We want to be able to perform split-apply-combine operations on (geo)pandas dataframes in a distributed / scalable way both on a single multi-core machine and in the cloud. It looks like lithops may take care of the architecture for this already (https://github.com/lithops-cloud/lithops). But we need to research how to generalize the use of lithops across tasks may need both the local/cloud split/apply/combine paradigm.

[cisaacstern]

In an initial exploration session today I'm encouraged by what I'm seeing with lithops so far. 👍

Using the lithops.LocalhostExecutor, I've adapted this official map reduce example into a script (see below) that generates EcoMaps in parallel using python multiprocessing (mediated by lithops).

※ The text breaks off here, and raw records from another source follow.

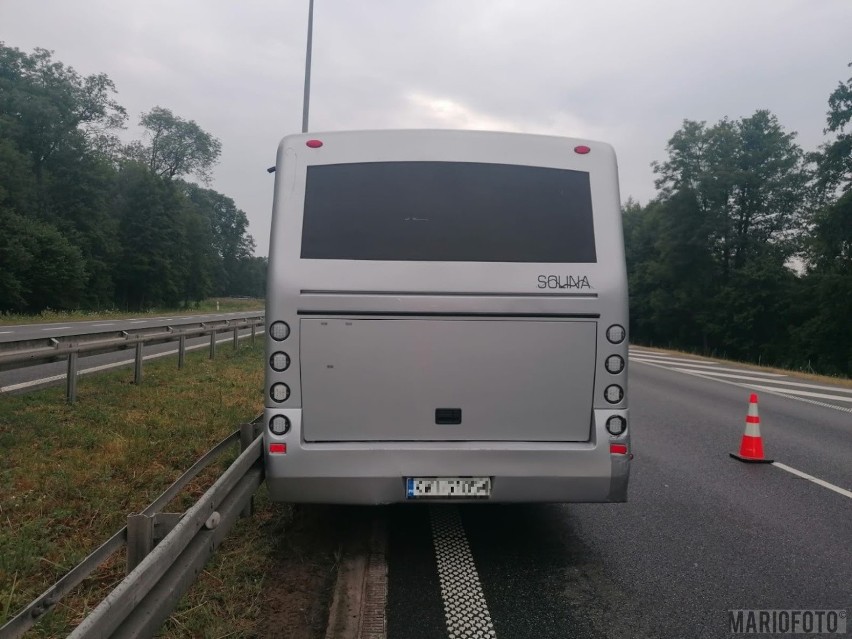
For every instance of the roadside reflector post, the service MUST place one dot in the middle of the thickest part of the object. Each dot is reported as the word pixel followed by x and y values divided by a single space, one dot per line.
pixel 181 350
pixel 137 377
pixel 247 435
pixel 71 378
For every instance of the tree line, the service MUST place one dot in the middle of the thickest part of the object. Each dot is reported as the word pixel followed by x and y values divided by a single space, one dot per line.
pixel 88 222
pixel 746 250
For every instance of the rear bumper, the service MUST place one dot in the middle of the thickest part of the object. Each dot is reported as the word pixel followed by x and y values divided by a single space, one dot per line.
pixel 375 472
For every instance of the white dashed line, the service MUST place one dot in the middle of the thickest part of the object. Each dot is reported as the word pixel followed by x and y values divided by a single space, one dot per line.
pixel 816 480
pixel 702 367
pixel 664 359
pixel 777 383
pixel 760 384
pixel 465 608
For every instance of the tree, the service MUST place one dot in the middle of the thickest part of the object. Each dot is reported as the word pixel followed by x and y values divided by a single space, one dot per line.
pixel 152 237
pixel 39 267
pixel 45 105
pixel 229 234
pixel 749 180
pixel 176 147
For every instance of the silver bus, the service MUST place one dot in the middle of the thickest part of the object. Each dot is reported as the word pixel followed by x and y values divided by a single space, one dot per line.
pixel 447 320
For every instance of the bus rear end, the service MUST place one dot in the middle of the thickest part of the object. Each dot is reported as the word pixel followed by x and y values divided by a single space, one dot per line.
pixel 447 320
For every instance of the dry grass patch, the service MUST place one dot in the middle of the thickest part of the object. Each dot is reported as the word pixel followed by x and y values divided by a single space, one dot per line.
pixel 69 475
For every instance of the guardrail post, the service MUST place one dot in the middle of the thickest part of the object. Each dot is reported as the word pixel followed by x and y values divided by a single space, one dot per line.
pixel 71 378
pixel 146 531
pixel 137 375
pixel 181 350
pixel 140 539
pixel 247 436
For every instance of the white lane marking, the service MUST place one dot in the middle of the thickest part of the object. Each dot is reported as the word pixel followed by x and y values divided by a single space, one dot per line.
pixel 776 382
pixel 816 480
pixel 104 367
pixel 465 609
pixel 663 358
pixel 769 389
pixel 714 368
pixel 796 391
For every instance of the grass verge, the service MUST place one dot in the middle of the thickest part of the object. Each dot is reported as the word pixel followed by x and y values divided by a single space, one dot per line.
pixel 69 475
pixel 213 305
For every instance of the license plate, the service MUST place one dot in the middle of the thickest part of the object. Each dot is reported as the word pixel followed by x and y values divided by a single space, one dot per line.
pixel 448 487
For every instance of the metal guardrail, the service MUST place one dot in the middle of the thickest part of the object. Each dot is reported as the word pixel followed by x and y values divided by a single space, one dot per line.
pixel 158 575
pixel 30 352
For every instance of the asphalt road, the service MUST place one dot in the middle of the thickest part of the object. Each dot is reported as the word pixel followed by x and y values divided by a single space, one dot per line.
pixel 33 377
pixel 702 534
pixel 46 330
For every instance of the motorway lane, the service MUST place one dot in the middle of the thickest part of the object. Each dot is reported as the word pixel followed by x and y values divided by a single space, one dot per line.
pixel 56 329
pixel 701 534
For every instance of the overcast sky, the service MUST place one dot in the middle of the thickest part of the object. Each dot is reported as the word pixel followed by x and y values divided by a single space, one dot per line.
pixel 623 72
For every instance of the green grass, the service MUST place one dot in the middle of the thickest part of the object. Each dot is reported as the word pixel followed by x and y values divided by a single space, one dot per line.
pixel 225 305
pixel 69 475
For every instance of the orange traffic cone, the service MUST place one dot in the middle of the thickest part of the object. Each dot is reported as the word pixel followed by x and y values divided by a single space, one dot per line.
pixel 751 448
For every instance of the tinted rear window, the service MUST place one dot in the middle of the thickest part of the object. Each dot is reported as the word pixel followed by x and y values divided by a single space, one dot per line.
pixel 447 211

The script (click to expand)

```python # mr.py import sys import time from importlib import resources import geopandas as gpd import lithops from ecoscope_workflows.tasks.results import draw_ecomap def get_source_table() -> gpd.GeoDataFrame: path = resources.files("ecoscope_workflows.tasks.analysis") / "calculate-time-density.example-return.parquet" return gpd.read_parquet(path) def split_source_table(source_table: gpd.GeoDataFrame, n: int): # TODO actually split source_table into groups here return [source_table for _ in range(n)] def map_function(geodataframe: gpd.GeoDataFrame) -> str: ecomap_kws = { "static": False, "height": 1000, "width": 1500, "search_control": True, "title": "Great Map", "title_kws": {}, "tile_layers": [], "north_arrow_kws": {}, "add_gdf_kws": {}, } return draw_ecomap(geodataframe, **ecomap_kws) def reduce_function(results): ecomaps = [] for ecomap in results: ecomaps.append(ecomap) return ecomaps if __name__ == "__main__": n = int(sys.argv[1]) print (f"Splitting source table into {n} parts") source_table = get_source_table() fexec = lithops.LocalhostExecutor(log_level="CRITICAL") start = time.time() fexec.map_reduce(map_function, split_source_table(source_table, n), reduce_function, spawn_reducer=0) fexec.get_result() elapsed = time.time() - start print(f"Elapsed time for generating {n} ecomaps: {round(elapsed)}s") ```

Initial results:

➜ python3 mr.py 1
Splitting source table into 1 parts
Elapsed time for generating 1 ecomaps: 12s

➜ python3 mr.py 2
Splitting source table into 2 parts
Elapsed time for generating 2 ecomaps: 12s

➜ python3 mr.py 5
Splitting source table into 5 parts
Elapsed time for generating 5 ecomaps: 13s

➜ python3 mr.py 15
Splitting source table into 15 parts
Elapsed time for generating 15 ecomaps: 28s

So wall time is basically flat from 1 -> 5 maps, and then once I get to 15, it starts going up, because I've crossed the threshold of the number of cores I have on my laptop (8), and the scheduler can't run everything in parallel.

Next steps which I'll work on later this weekend:

• [ ] Make this example more realistic for the use case of ecoscope-workflows
• [ ] GCP Cloud Run deployment

[walljcg]

This looks great Charles and indeed very promising. I'm curious about the spawn_reducer parameter - doesn't setting that to zero effectively then not wait for any results to be returned before executing the reduce_function()?

[cisaacstern]

Good question, I definitely don't 100% grok this option yet, particularly how it behaves in a local context, but my basic understanding (which could be wrong) was that this option determines when the container / process that will eventually execute the reduction is started, not when it is called. For sure worth looking into this further, which I will do.